Znaimervision
by John FitzGerald
(originally published in 1999; we are drawing attention to it again to commemorate Moses Znaimer's retirement from television)
I love junk mail. It's free, it's informative, and it's brightly coloured. I've never understood people who put No flyer signs on their mail boxes. I'm overjoyed that every day the letter carrier and various private contractors are stuffing all sorts of free reading through my mail slot. Since I no longer read the Toronto Star, this daily delivery is my chief source of this material.
The other day the calendar of the School of Continuing Studies of University of Toronto (of my two almae matres – or should I say almarum matrum? – the one from which I am not yet estranged, although their adoption of a slogan has made me less well disposed toward them recently) turned up in this torrent of communication. It stood out because it was not brightly coloured, its dominant hues being light and dark brown.

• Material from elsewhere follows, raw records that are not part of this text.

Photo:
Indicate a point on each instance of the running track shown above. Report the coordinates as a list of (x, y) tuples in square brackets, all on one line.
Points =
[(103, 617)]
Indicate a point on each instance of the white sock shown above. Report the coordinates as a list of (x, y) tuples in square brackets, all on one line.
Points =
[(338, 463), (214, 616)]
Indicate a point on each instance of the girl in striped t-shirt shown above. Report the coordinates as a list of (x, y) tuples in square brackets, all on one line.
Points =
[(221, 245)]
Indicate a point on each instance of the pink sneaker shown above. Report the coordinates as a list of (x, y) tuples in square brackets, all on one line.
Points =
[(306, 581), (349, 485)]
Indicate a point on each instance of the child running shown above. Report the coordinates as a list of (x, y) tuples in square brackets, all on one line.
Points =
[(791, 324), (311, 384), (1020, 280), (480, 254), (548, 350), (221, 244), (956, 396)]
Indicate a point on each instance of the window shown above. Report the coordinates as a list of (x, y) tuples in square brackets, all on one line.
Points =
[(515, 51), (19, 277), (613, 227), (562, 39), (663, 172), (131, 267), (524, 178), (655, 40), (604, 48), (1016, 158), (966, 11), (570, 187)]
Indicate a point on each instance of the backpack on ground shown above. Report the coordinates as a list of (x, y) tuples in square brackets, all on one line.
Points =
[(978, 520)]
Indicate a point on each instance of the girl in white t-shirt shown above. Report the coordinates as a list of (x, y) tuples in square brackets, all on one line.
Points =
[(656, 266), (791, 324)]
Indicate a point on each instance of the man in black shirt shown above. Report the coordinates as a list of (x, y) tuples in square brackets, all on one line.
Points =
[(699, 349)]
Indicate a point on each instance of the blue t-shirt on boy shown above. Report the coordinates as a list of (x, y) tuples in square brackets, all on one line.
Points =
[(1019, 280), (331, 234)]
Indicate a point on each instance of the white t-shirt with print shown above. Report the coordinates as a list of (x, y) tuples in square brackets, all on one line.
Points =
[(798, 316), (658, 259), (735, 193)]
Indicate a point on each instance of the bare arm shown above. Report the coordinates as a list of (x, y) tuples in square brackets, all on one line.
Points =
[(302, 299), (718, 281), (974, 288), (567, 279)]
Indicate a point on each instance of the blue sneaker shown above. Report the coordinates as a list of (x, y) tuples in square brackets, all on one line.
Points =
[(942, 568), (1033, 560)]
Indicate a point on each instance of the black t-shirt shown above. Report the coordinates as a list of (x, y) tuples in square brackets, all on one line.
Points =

Dull colours, and of course dullness in general, are widely used as emblems of seriousness, which are probably necessary for a university that now has a slogan. It's such a good slogan, too, that I can't remember what it is. It's about minds, I know. "Great minds require a faculty older than the Canadian Shield," or something like that.
The impression of seriousness, though, was shattered by the contents of page 6, which shows Moses Znaimer staring out at us while holding a list of ten pronouncements about television. The accompanying text even calls them the ten commandments of television, just to show what subtle minds all these eggheads at University of Toronto got. Moses, commandments, geddit?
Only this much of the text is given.